Last fall, swamped by applications, admissions officers were the buyers. But now, as they seek to persuade admitted high-schoolers to actually enroll, they have become the sellers.

The resulting dance takes many forms. Letters and more letters, e-mails, phone calls from administrators, professors, or graduates in a high-schooler's presumed career field, maybe even a phone call from a superstar graduate in business, entertainment, or sports. Colleges host fun visit weekends, and admissions officers travel to large metro areas to host gatherings of admitted students near where they live.

It's only in recent years that college marketing efforts have reached Madison Avenue heights.

"When I started here, it was an era when April was considered by admissions officers to be a quiet month," says Ellen Goulding, associate director of admissions at Colorado College and a 30-year veteran of the office. "We weren't supposed to 'bother' students: We made our admissions decisions and then gave them the quiet luxury of making their own choice about what was best for them. The climate has changed dramatically. Kids expect - and I think want - to be wooed."

Acceptances with a personal touch

Colorado College's strategy begins with an impressive "admit" package. Along with some snazzy new brochures, for the first time this year the school has included a personal note, usually drawing on something from a student's application essays.

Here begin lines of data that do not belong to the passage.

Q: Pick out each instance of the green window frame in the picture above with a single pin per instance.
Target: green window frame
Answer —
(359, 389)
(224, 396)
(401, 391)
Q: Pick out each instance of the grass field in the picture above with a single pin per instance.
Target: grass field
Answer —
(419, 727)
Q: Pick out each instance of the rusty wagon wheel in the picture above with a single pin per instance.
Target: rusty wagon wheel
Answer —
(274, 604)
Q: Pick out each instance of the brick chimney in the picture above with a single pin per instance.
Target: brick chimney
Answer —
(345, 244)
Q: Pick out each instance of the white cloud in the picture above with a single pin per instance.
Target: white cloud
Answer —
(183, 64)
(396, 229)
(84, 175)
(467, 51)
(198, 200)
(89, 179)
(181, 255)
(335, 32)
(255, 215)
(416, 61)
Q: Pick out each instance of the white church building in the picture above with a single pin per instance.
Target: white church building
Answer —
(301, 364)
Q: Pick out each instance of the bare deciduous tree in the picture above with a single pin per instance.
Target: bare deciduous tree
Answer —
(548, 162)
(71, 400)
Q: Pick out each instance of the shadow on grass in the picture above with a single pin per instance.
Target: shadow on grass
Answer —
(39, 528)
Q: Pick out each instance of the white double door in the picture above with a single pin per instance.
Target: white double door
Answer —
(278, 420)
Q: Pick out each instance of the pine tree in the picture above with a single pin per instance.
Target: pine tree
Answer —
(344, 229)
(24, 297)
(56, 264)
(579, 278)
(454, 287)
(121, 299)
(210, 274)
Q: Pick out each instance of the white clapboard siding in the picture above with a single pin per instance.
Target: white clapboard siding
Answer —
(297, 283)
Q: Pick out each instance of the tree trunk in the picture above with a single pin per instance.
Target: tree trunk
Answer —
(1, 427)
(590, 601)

Although a minor touch in some respects, personal notes to 1,550 admits - aiming for a class of 490 - is a significant administrative challenge. "I just had a mom in my office this morning who confirmed what we suspected," Ms. Goulding says. "She said, 'The personal note was wonderful.' Eighteen-year-olds want to know that writing those essays has made a difference, that someone knows who they are as an individual."

Williams College in Williamstown, Mass., has conducted phoneathons, but officials there are careful not to be invasive, considering how many other schools may be calling the students as well.

"Ideally, we'd like to get as many admitted students to the campus as possible for a visit," says Richard Nesbitt, acting director of admissions at Williams. "The level of enthusiasm among current students is quite high, and it rubs off."

Such attempts to find a prospective student's comfort zone may be as important as academics and other factors.

They appear to be for Kanoe, the Hawaii senior. "In the end, I think it will be a gut-level decision," she says. "I have to go where I think I'll feel most comfortable.... If I just weigh all the factors and try to make a purely rational decision, I worry that I'll end up somewhere that isn't quite right and think about what it might have been like if I had gone somewhere else."